ROUNDUP: Taiwans Oppositionsführerin trifft Chinas Staatschef Xi
Chinas Staats- und Parteichef Xi Jinping hat nach fast zehn Jahren erstmals wieder eine Parteichefin von Taiwans größter Oppositionspartei Kuomintang (KMT) getroffen. Egal, wie sich die internationale Lage entwickle, der große Strom der "Landsleute" beider Seiten, die sich annäherten und zusammenfänden, werde sich nicht ändern, sagte Xi in Peking. Die Volksrepublik wolle auf Grundlage einer Ablehnung der Unabhängigkeit Taiwans den Austausch verstärken.
KMT-Parteichefin Cheng Li-wun sagte, dass sich ihre Partei und die Kommunistische Partei Chinas zusammen für die Institutionalisierung eines Friedens in der Meerenge zwischen beiden Ländern (Taiwanstraße) einsetzen sollten. Auch sie warb für mehr Dialog und Kooperation, unter anderem um alle Ursachen für Konflikte grundlegend zu beseitigen.
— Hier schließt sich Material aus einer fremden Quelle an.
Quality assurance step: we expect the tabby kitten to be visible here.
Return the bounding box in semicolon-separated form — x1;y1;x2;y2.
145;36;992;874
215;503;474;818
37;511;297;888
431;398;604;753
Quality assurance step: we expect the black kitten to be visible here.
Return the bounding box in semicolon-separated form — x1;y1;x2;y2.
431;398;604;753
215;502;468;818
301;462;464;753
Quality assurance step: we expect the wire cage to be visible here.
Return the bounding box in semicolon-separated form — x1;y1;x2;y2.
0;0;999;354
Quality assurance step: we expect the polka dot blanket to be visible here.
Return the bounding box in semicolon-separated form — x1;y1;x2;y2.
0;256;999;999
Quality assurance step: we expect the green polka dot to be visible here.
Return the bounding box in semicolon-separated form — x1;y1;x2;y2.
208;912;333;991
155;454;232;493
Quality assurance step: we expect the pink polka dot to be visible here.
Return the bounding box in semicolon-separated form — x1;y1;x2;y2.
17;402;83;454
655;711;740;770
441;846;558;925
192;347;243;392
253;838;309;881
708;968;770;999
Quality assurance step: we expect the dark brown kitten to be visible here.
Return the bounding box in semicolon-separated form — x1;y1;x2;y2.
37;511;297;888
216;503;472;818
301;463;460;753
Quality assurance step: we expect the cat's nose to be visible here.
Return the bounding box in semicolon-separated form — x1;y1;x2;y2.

"Wir sind heute hierhergekommen, in der Hoffnung zu verhindern, dass die Taiwanstraße zu einem Schlachtfeld wird", sagte Cheng nach dem Treffen vor Reportern. Im Gespräch hinter verschlossenen Türen habe Xi gesagt, dass Festlandchina das Gesellschaftssystem und die Lebensweise der Menschen in Taiwan respektiere und hoffe, dass Taiwan die Entwicklungserfolge des Festlands anerkenne, erklärte Cheng.
Besuch während Parlamentsstreit
Zuletzt hatte die frühere Chefin der China zugewandteren KMT, Hung Hsiu-chu, 2016 Xi während eines Besuchs in der Volksrepublik getroffen. Peking betrachtet Taiwan als Teil des chinesischen Staatsgebiets, obwohl in dem Inselstaat eine demokratisch gewählte und unabhängige Regierung an der Macht ist.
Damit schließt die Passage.